Co-housing provides common spaces and resources, but has private living units. So you can have privacy, but still look out for each other.
Moving to a home in an active adult community offers a maintenance-free lifestyle, built-in activities and opportunities to make friends.
Struggling with daily life not only presents challenges as we age but can contribute to depression and isolation.
No longer being self-reliant is hard to accept, but it can be the reality. If help is needed, some people find professional assistance more comfortable than care from a family member. But cost is often a factor.
To make this decision, research in-home and home-health care services and their costs, familiarize yourself with your local Area Agency on Aging’s services and review your finances to determine additional resources you might need for home care.

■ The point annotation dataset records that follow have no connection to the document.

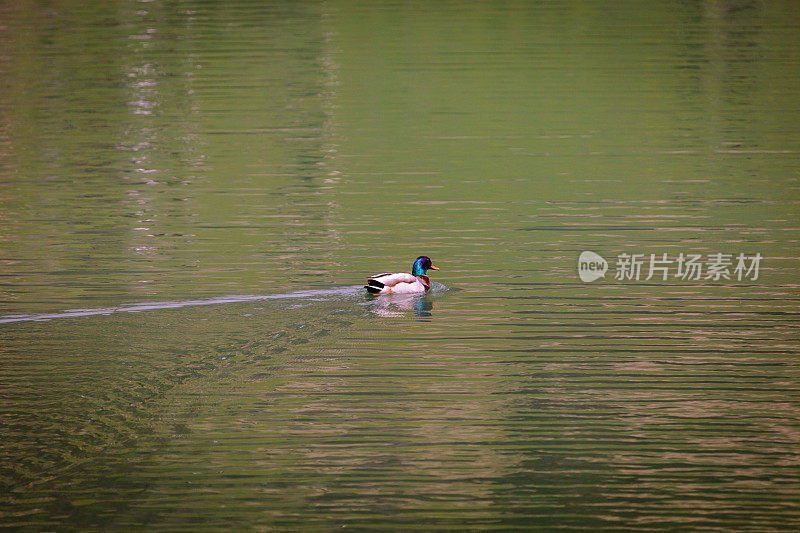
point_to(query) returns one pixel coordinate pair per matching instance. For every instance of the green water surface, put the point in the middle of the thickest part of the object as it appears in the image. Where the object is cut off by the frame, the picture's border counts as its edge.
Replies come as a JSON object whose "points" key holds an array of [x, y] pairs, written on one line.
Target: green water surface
{"points": [[192, 193]]}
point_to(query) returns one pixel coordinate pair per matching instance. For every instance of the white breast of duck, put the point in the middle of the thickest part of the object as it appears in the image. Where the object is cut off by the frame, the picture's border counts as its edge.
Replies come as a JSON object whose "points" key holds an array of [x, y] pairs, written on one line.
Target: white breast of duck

Then, consider alternative options such as:
InnovAge PACE (Program of All-inclusive Care for the Elderly) offers medical, functional, psychosocial, financial and cognitive support, according to Dr. Lisa Price, its chief medical officer. The goal is to help people remain at home and maintain independence.
“We know living at home is the most cost-effective,” Price says. “We provide home services but you can also come to our day centers for socialization, meals and activities. And here in Colorado, we are the second largest transportation provider,” she says.
We’re not the first generation to navigate aging, and some aspects never change. “Frailty will look the same, even for baby boomers,” says Price. “But the interactions and how we approach it can be different.”
We didn’t make it this far without knowing that life can go its own way, regardless of our plans. But if we want to make our own decisions about how we live, we need to be proactive.
“Ask yourself what your life will look like 20, 30 or 40 years down the road, what might need to change, and then start making some of those changes now,” Galucia recommends. “Because if you wait till later, it can be a crisis or need an emergency-type fix,” she says.
And that’s a sure way the decisions can be taken out of our hands.